Originally Appeared in The Green Man Review & its Mabon Issue. Get the PDF from NiamhParsons.com – thanks Niamh!
Nor life I own, nor liberty, for love is lord of all.
The themes of Heart’s Desire are soldiers and lovers, how the hopelessness of war deprives the one of the other, the joy of love and happiness of romance, and the loss and sorrow that are liable to follow. The displacement of war is offset in these arrangements, almost combatively, by the prevalent sense of place that is the sine qua non of folk music.
Case in point: The absolute best song on this CD is “West Coast of Clare.” I would play it over and over even more often than I do, except that the rest of the album pulls from somewhere so desperately near the heart of its title that one has to hear it all. Niamh’s treatment of this Planxty song by Andy Irvine is luscious for its tangling of pain and passion into an embrace held close to the chest where it pulses with the indisputable vibrancy of life, even as it bleeds:
“I walked to Spanish Point. I knew I’d find you there.

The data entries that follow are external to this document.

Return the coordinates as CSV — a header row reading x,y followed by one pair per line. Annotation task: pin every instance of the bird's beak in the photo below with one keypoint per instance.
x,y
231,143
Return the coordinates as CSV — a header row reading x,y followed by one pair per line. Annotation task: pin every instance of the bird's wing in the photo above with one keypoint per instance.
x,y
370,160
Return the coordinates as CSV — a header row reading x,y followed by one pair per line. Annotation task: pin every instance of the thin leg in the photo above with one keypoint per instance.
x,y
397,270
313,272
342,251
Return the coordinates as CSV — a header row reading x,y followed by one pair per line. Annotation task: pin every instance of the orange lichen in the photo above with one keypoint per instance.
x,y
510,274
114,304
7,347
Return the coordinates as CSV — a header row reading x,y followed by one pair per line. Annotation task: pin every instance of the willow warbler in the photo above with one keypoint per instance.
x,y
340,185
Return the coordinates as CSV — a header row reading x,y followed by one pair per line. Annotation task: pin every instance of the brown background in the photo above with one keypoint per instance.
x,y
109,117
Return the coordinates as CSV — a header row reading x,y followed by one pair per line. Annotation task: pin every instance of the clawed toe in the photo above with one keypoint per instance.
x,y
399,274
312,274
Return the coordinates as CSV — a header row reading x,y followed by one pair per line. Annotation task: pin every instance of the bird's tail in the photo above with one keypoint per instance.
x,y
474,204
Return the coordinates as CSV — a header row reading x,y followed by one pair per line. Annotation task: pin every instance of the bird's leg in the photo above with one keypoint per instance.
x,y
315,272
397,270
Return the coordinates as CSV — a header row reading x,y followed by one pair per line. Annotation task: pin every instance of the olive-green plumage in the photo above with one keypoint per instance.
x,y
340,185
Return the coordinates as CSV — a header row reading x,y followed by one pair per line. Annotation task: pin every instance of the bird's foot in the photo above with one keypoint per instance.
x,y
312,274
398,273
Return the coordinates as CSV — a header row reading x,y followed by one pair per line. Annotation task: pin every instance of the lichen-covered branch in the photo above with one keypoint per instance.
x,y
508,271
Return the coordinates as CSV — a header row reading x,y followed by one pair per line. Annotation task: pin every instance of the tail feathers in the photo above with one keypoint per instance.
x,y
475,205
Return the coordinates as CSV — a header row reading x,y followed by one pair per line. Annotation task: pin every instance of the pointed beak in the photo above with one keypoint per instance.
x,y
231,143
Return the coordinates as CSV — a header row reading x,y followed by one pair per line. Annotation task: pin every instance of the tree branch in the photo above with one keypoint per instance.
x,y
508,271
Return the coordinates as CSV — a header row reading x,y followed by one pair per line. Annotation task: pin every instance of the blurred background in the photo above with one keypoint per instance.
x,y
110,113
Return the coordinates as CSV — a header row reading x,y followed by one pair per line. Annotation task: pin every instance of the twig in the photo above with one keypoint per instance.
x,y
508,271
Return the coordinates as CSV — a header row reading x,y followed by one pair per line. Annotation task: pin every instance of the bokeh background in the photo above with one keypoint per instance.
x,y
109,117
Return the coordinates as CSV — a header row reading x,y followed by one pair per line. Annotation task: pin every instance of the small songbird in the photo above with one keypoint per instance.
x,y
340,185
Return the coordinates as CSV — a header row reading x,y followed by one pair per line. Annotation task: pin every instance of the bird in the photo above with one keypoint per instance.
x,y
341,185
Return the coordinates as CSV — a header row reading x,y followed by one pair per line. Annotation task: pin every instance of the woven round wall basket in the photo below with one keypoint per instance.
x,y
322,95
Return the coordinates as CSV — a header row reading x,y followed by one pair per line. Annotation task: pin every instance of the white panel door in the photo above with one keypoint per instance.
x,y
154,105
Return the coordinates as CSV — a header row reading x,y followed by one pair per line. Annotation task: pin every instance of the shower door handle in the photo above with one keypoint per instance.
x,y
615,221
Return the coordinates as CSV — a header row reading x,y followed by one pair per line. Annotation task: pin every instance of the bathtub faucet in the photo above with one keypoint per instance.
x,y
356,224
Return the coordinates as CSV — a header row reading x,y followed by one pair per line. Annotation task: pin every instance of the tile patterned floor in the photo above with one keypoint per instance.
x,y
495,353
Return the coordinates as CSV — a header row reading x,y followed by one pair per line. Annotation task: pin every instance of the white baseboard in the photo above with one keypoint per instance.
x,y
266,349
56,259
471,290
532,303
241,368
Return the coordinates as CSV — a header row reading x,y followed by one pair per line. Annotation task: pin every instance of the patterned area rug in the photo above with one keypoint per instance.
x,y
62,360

I stood on the White Strand, and you were everywhere.”
It’s easy to say that one sheds tears with songs like these, with the stillness and loneliness of a voice that pushes back all other sound, singing slowly, “Sorrow and sadness, bitterness, grief…” but if you put it on in the cold of a quiet house, it’ll seem an easier thing to say. This cut of “West Coast of Clare” is the aural symbol of the album’s theme.
“Done With Bonaparte” is the most beautifully dreadful cut of the CD. The anguish at the edge of Niamh’s voice captures the bitterness and irony, and ultimate defeat in the lyrics from the point of view of a soldier of Napoleon’s doomed Grand Armee:
“And I pray for her who prays for me.
A safe return to my Belle France.
We prayed these wars would end all wars.
In war we know is no romance.”
A similar track, “Brokenhearted I’ll Wander,” has the agony of an English lover’s loss of her cavalryman by “Boney’s” (Napoleon’s) cannon and canister on the battlefields of Spain. With this version of the classic, is added an apparently more recent but still traditional act of supreme love:
“I will dress in men’s apparel and to his regiment I’ll go.
I will be a loyal subject and I’ll fight all of his foes.
He would think it an honour if I could prevail.
And die on the field where my true love was slain.”
There are jigs and reels, a rendition of “Syracuse” that evokes Simon and Garfunkel; and “My Lagan Love” has one of the sweetest, wettest lines of the collection… “her warm kiss is…felicity…”, made to ache with the cadence of an Irish work song.
“The Rigs of Rye” has Niamh reaching pure harmonies and higher notes with vocal backers Tony Gibbons and Terry Coyne. The ever-present note of the determination of love rings:
“Oh my father can fret and my mother frown,
and my sisters too I disown.
And if they were dead and below the ground,
I’d still follow you love.
You’re no stranger.”
And who could refuse “A Kiss in the Morning”? This tune dances down the street fetching a pair of lips to sing and kiss with it. And if you haven’t thought lately of a long, slow, open-mouthed kiss, you will when you see the cover of the CD. Since the death of LP’s on the battlefield of technology, lovers of beautiful albums have to squint through a plastic case. Take this one out of the case and look at the colors for a while as you’re listening. Then open the booklet for lyrics and sketches of the artists.
On the back of the case, notice it’ll say “File under Celtic/Ireland”. Yes. But file it under beauty. This one is lovely enough to deserve a category of its own.